View all 14 components

  • Big Steps in Laser Cat Technologie

    marble05/05/2016 at 00:00 0 comments

    The new parts arrived and I now finished the current revision of the circuit board.

    After repairing some minor etching mistakes I tested all features and everything seams to work fine.

    The next thing I need to is to figure out how to actually stuff all this into the cat.

  • finished redesigning

    marble03/16/2016 at 00:24 0 comments

    I redesigned the board to fit my new battery safety requirements. Now both cells will be charged separately, protective diodes are used and the voltage can be measured be the ESP.

    Also I rearranged things. The board is now divided into the power supply at the top, motor control in the bottom left, accessories at the bottom right and the ESP in the lower center. The 3.3V and 5V regulators are now in parallel and not cascaded anymore.

    Although I did all that, the board size only increases by 70mm2

  • redesigning the battery circuit

    marble03/15/2016 at 14:52 0 comments

    After fixing the battery charging circuit, it worked as expected, but the LM317 got quite hot.
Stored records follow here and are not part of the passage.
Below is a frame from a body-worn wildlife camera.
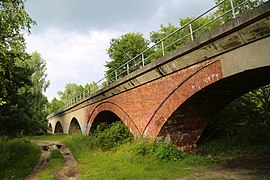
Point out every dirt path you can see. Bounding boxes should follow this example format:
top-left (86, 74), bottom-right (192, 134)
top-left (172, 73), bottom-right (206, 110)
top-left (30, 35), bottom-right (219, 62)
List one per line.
top-left (25, 140), bottom-right (78, 180)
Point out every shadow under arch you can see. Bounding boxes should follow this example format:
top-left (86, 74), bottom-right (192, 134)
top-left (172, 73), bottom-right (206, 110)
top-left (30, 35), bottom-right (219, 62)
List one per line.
top-left (54, 121), bottom-right (64, 133)
top-left (89, 111), bottom-right (122, 134)
top-left (86, 101), bottom-right (140, 136)
top-left (68, 117), bottom-right (82, 134)
top-left (158, 66), bottom-right (270, 151)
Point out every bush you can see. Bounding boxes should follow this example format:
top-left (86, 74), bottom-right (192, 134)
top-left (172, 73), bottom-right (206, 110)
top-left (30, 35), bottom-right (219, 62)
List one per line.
top-left (50, 149), bottom-right (63, 159)
top-left (0, 137), bottom-right (41, 179)
top-left (66, 122), bottom-right (132, 151)
top-left (131, 139), bottom-right (183, 161)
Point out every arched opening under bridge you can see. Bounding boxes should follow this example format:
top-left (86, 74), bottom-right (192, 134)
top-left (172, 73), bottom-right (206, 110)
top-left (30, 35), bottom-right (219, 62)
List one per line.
top-left (89, 111), bottom-right (122, 134)
top-left (68, 118), bottom-right (82, 134)
top-left (54, 121), bottom-right (64, 133)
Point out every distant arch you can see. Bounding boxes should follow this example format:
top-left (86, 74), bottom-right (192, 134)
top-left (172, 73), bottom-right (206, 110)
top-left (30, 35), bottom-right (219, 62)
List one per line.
top-left (86, 101), bottom-right (140, 136)
top-left (54, 121), bottom-right (64, 133)
top-left (68, 117), bottom-right (82, 134)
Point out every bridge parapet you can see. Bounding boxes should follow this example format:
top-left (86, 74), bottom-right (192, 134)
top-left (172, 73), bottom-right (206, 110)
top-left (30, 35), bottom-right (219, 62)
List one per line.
top-left (48, 2), bottom-right (270, 150)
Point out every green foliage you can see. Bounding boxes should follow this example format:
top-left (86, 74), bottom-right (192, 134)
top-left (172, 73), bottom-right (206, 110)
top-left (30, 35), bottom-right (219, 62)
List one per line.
top-left (36, 149), bottom-right (64, 180)
top-left (0, 0), bottom-right (48, 136)
top-left (215, 0), bottom-right (263, 23)
top-left (67, 122), bottom-right (132, 151)
top-left (50, 149), bottom-right (63, 159)
top-left (131, 140), bottom-right (183, 161)
top-left (105, 33), bottom-right (149, 82)
top-left (0, 0), bottom-right (35, 104)
top-left (0, 137), bottom-right (41, 179)
top-left (57, 83), bottom-right (84, 104)
top-left (48, 97), bottom-right (64, 114)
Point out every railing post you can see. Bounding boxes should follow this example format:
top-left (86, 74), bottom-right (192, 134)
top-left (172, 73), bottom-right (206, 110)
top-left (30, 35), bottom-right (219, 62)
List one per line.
top-left (161, 41), bottom-right (165, 56)
top-left (189, 23), bottom-right (194, 41)
top-left (142, 53), bottom-right (144, 66)
top-left (230, 0), bottom-right (235, 18)
top-left (114, 70), bottom-right (117, 81)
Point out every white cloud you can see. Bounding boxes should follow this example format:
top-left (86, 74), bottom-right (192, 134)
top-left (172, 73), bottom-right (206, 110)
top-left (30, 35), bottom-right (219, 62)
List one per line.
top-left (26, 28), bottom-right (122, 100)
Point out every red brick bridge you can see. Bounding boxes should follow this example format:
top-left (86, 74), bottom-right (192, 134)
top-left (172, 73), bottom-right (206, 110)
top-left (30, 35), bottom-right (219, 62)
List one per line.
top-left (48, 2), bottom-right (270, 151)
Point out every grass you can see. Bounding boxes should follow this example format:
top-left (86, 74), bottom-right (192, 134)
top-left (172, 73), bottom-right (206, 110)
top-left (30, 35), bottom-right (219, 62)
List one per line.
top-left (26, 121), bottom-right (269, 180)
top-left (36, 149), bottom-right (64, 180)
top-left (0, 137), bottom-right (41, 180)
top-left (63, 135), bottom-right (215, 179)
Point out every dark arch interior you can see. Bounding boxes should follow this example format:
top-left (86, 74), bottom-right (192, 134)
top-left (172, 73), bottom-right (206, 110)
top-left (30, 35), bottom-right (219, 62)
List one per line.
top-left (68, 118), bottom-right (82, 134)
top-left (54, 121), bottom-right (64, 133)
top-left (159, 67), bottom-right (270, 150)
top-left (89, 111), bottom-right (122, 134)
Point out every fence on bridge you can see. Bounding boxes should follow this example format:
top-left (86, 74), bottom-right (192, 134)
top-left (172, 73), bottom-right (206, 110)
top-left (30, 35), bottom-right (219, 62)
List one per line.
top-left (48, 0), bottom-right (264, 118)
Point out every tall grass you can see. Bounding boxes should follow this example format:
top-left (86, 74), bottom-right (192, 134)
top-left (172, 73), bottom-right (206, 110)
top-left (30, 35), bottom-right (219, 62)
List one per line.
top-left (64, 123), bottom-right (216, 179)
top-left (0, 137), bottom-right (41, 179)
top-left (36, 149), bottom-right (64, 180)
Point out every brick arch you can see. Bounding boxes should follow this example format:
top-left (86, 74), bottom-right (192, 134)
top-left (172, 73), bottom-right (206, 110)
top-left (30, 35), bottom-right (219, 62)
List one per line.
top-left (54, 121), bottom-right (64, 133)
top-left (143, 60), bottom-right (223, 147)
top-left (68, 117), bottom-right (82, 134)
top-left (86, 101), bottom-right (140, 136)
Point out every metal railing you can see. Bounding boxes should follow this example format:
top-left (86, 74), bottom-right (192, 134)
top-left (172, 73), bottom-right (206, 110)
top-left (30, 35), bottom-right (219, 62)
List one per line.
top-left (48, 0), bottom-right (262, 117)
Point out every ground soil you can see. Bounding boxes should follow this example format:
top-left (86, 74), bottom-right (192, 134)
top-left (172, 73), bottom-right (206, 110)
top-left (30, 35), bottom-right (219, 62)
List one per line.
top-left (25, 140), bottom-right (78, 180)
top-left (25, 141), bottom-right (270, 180)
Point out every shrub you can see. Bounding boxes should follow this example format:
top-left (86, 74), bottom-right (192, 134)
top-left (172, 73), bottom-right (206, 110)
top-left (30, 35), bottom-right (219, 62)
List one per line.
top-left (66, 122), bottom-right (132, 151)
top-left (0, 137), bottom-right (41, 179)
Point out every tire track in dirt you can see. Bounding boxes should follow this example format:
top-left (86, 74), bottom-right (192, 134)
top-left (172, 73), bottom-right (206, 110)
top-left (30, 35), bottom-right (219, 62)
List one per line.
top-left (25, 140), bottom-right (78, 180)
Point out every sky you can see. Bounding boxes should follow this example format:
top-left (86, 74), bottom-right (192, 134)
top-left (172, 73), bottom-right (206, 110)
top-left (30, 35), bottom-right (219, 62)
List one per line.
top-left (25, 0), bottom-right (214, 101)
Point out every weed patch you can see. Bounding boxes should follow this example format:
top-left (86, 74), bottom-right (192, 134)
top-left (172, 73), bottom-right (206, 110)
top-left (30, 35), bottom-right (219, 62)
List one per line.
top-left (36, 149), bottom-right (64, 180)
top-left (0, 137), bottom-right (41, 179)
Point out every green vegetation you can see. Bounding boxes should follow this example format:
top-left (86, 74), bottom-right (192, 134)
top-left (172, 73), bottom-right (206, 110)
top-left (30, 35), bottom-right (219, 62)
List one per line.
top-left (62, 122), bottom-right (216, 179)
top-left (0, 0), bottom-right (49, 136)
top-left (0, 137), bottom-right (41, 179)
top-left (36, 149), bottom-right (64, 180)
top-left (199, 86), bottom-right (270, 156)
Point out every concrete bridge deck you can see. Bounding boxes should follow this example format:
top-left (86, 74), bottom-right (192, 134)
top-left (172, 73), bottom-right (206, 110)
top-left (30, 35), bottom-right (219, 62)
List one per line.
top-left (48, 1), bottom-right (270, 151)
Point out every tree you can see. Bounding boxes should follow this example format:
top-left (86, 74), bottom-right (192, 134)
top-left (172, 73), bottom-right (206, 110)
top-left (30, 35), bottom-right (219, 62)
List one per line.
top-left (84, 81), bottom-right (99, 95)
top-left (150, 24), bottom-right (183, 59)
top-left (0, 0), bottom-right (43, 135)
top-left (0, 0), bottom-right (35, 105)
top-left (105, 33), bottom-right (149, 82)
top-left (25, 52), bottom-right (50, 134)
top-left (57, 83), bottom-right (84, 104)
top-left (215, 0), bottom-right (263, 23)
top-left (48, 97), bottom-right (64, 114)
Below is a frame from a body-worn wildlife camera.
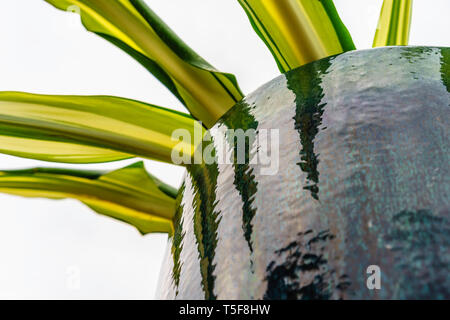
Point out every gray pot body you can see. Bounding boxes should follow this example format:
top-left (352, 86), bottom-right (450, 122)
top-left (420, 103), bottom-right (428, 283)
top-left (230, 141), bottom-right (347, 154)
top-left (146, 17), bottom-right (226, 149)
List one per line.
top-left (159, 47), bottom-right (450, 299)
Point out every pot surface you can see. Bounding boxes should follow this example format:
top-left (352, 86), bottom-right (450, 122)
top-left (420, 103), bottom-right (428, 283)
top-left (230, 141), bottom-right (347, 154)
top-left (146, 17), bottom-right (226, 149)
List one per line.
top-left (159, 47), bottom-right (450, 299)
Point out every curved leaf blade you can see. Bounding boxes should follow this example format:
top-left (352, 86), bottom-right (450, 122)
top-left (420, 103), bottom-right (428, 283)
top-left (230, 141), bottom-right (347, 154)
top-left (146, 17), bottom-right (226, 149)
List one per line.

Also right now my design uses both lithium cell in series without balance charging. This imposes some avoidable safety risks. Also, because of the lack of diodes, the battery would slowly discharge over the adjustment resistors of the LM317.

    Because of all that I decided to redesign the charge circuit. The plan now includes two LM317s, one for each cell, protective diodes and a voltage device to make the ESP monitor the battery.

  • Not my fault

    marble03/14/2016 at 21:20 0 comments

    Ok, obviously you have to double check everything, when you order parts at Conrad Electronics.

    Instead of 2.7k smd resistors they delivered 200k, so therefore the voltage coming out of the LM317 was way off.

    Bodged it now by soldering a 2.7k through hole resistor in place.

  • The parts arrived

    marble03/11/2016 at 22:20 0 comments

    Today the parts from Conrad arrived. The cascaded voltage regulator worked without load.

    I tested the LM317 battery charge circuit with a 1kOhm load. It didn't work. Maybe there was solder bridge. The circuit will be rebuild on a breadboard an tested again.

  • Writing a new upload and download script

    marble02/23/2016 at 21:05 0 comments

    NodeMCU provides nice file function which make it possible to store and read file to and from the internal file system.

    Someone on Github provided a python script for down and uploading files. The problem was, that it had two flaws. The first thing is that it wants to take the whole file path as file name on the ESP. The other thing is that you have write the flag in the correct order...

    So I started to write an own script. It is not finished yet, but the upload functionality already works.

  • Setting up the ESP

    marble02/23/2016 at 20:53 0 comments

    This is my first project involving the ESP. I wanted to try I learn something new, so I installed NodeMCU, because was very unfamiliar with Lua.

    Downloading and flashing the firmware was surprisingly easy. I even used the cloud service to build "my own" with only the modules I wanted. Maybe in the future I will compile it on my own device. The main reason to do that is -except for safety reasons- the possibility to make the ESP AP behave like a captive portal, so every DNS request would lead to the TCP server running on the ESP.

  • LAZOR

    marble02/23/2016 at 20:42 0 comments

    The first thing I wanted to do is mounting the lasers in the cats hat. The difficult part is getting them as parallel as possible. Mounting them both one at a time would have been a fairly difficult way, because I didn't want to drill the head open and I only can operate with tweezers in the cat.

    The solution was to measure the distance between the eyes, mount one contact of each diodes with a stiff piece of wire to a perfboard and an the other contact with stranded wire. Power both both LEDs (I wired them in parallel) and tweak until they are parallel.